Aidan and other excited Zion preschoolers teamed up to make valentines last week with WWII veterans William Ronci and Robert Clark, both residents at Shepherd of the Valley-Poland, and Army National Guardsmen Sgt. Paul Hageman and Staff Sgt. Chris Dawson.
Hageman and Dawson are president and vice president, respectively, of the Armed Forces Student Association at Youngstown State University.
Sponsored by Shepherd of the Valley Home Health, the valentines will be delivered to troops in Afghanistan. George McDonnell, a local business leader who was in Afghanistan with his troop a year ago, has been instrumental in providing connections for the delivery, said Lynn L. Miller, SOV corporate marketing director.
It isn’t just the kids who had a good time making the valentines.
“I loved it,” said Clark, 85, who served in the Marine Corps during WWII and fought in the Battle of Okinawa in the spring and early summer 1945. He was discharged in 1946 as a sergeant.
“It brings tears to your eyes. I love them, the little kids with all their exuberance. Let’s hope they never have to know about war,” he said.
Clark graduated in 1952 from Youngstown College with a mechanical-engineering degree. He worked at Electric and Fuel Fired Furnace in Salem, Youngstown Sheet & Tube Co., and at Fordees Corp. in Leetonia before retiring in 1992. He and his wife, Phyllis, who is deceased, had nine children.
“I really enjoy socializing with the kids and doing something together,” said Ronci, 89.
Ronci was drafted into the Army in 1940, the year that he graduated from Youngstown East High School. He was in Central Europe from 1942 to 1944 with the 3rd and 7th Armies and participated in three major battles. After the war, he delivered milk for Seal-test Dairy; was a salesman for Metropolitan Life, retiring in 1980; and then worked 20 years at Family Discount Drug in Cornersburg.
Ronci said he made valentines with the school kids in 2010 and liked it so much he came back this year.
“The little boy who was my partner was a little trooper. He was so busy,” Ronci said.
“Once upon a time, I was on the receiving end of a couple of valentines from a school in Vermont. I still have them in a shoebox,” said Hageman, explaining part of the reason he participated in Zion’s valentine project.
“It’s kind of like payback,” said Hageman, who was deployed to Kuwait in 2008.
Hageman, son of Wayne and Diane Hageman and a 2003 graduate of Jackson-Milton High School, enlisted in the National Guard on Aug. 15, 2003, shortly after the U.S. invasion of Iraq.
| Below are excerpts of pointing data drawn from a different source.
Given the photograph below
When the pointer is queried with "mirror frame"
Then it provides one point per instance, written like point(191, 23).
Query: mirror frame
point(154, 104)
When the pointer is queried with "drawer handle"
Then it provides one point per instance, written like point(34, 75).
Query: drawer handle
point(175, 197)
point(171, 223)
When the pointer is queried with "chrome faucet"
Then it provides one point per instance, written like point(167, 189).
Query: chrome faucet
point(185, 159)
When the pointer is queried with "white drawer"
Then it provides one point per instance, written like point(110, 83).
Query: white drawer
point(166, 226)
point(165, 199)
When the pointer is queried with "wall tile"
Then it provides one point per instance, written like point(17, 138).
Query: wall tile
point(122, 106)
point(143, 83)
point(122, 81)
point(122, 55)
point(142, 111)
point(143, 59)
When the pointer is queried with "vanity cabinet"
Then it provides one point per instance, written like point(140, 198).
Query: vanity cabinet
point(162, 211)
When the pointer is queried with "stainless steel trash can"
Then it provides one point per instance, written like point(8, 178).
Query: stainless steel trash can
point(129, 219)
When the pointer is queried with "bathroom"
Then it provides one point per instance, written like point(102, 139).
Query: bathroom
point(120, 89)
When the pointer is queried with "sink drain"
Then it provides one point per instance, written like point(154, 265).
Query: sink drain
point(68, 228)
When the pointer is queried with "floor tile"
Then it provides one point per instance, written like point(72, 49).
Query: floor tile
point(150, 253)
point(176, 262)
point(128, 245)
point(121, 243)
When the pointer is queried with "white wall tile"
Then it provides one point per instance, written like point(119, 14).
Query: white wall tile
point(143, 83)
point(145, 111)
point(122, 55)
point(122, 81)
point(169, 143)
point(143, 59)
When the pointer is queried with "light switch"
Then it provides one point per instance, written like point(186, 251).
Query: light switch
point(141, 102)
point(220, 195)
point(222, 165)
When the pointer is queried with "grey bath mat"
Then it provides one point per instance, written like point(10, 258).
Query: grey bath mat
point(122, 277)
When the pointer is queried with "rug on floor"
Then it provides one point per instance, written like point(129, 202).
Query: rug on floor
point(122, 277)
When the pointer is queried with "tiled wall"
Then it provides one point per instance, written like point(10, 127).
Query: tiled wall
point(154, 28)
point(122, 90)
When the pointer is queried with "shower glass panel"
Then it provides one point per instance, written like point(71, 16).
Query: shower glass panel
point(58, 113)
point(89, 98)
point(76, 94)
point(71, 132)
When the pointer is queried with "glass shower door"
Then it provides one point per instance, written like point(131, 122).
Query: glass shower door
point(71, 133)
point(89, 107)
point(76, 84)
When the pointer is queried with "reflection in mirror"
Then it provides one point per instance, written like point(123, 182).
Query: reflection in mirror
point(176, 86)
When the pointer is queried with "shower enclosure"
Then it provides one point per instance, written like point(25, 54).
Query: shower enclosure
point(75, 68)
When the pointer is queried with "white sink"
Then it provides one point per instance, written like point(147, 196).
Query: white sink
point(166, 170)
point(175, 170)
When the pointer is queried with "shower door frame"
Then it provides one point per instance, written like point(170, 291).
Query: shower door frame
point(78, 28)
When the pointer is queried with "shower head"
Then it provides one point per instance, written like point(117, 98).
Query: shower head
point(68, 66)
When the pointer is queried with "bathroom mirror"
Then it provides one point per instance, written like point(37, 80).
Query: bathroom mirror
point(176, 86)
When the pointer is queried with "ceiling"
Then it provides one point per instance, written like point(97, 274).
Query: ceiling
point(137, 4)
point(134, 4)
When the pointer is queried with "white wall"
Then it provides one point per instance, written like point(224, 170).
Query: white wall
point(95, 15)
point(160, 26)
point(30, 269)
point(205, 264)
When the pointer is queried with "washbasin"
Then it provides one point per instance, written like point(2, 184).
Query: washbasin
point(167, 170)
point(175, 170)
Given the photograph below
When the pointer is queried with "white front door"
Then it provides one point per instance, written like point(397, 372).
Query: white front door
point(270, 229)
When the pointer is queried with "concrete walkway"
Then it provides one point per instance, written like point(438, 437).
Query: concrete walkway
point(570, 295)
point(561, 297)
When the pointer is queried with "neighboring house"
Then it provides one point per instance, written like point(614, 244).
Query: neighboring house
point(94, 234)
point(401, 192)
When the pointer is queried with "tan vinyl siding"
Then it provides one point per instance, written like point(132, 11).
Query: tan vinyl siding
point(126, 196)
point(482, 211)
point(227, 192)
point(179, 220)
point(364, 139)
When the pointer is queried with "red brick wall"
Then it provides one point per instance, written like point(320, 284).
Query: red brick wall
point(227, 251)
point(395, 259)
He is a senior at YSU studying civil engineering.
Dawson, son of Leonard and Sharon Davis of Geneva, enlisted in the Guard in 2001 shortly after the 9/11 terrorist attacks on New York City and the Pentagon in Washington, D.C.
A senior at YSU studying criminal justice and psychology, Davis had been deployed to Kuwait and Kosovo.
It’s fun for the kids and educational, too, said Hankey of the valentine project.
“So many times the kids see soldiers and veterans in books, but to see them in person and hear their stories is special,” she added.